Tuesday 19 May 2009

"Who owns culture and who decides?"

Fans, followers and consumers. People who enjoy an activity/product and repeatedly take part in this. There are many things like this that aren't widely experienced enough to have and affect on society. They are not connected enough with other parts of life within that culture, so even though people enjoy these things they remain smaller sub-sections, sub-cultures. Does gaming stretch beyond that? And who decides...
Can the people within the culture declare it to be so or does it depend on an outside view. For gaming would that mean someone who had never played a game or experienced them in any form. Would they be able to understand/see the level of enjoyment that gamers experience, what that world might mean to some people and the work and care by designers that create the games. There are so many sides to the gaming world and not all of them would agree with each other so who is allowed to decide if it is a culture. If someone was to look at everything that games have ever affected and studied this would they be able to give an accurate definition of the culture of gaming, just from looking at articles, books, videos and any other secondary media. I think that it would require a more hands on approach.

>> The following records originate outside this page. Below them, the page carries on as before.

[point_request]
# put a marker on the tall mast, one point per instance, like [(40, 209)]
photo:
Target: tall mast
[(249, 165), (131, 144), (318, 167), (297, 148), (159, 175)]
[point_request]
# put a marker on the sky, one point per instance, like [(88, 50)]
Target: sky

"One way to document cultural heritage and "freeze" it, at least at the moment of capturing it on camera, and thus preserving that moment, is to use digital video. As with text and image "collecting," the ethical dilemma in conducting folkloristic visual recording is determining what is to be recorded, and what approach the fieldworker might take. Since the story does not exist without performance, performance is more significant than the story alone. Barbara Kirshenblatt-Gimblett noted, "Repertoire is passed on through performance. This is different from recording and preserving the repertoire as documentation in an archive" (2004:60). A list is not relevant without the people whose cultural knowledge is catalogued. "It is not easy," she notes, " to treat such manifestations as proxies for persons, even with the recording technologies that can separate performances from performers and consign the repertoire to the archive" (2004:60)."Spring 2008 by Sherman, Sharon R http://findarticles.com/p/articles/mi_qa3732/is_200804/ai_n31109720/pg_6/?tag=content;col1



To me it seems that what's being said here is that it is better to view a culture in it's active form than through secondary media such as film or books. I think that it is important to preserve past cultures and not forget where our current cultures and societies have evolved from, so we should be documenting and studying these cultures, but definitely remain aware of the difference between primary and secondary experience.
Quite often people I know who don't have much contact with the gaming world are much more interested when watching a game being played that just hearing about it.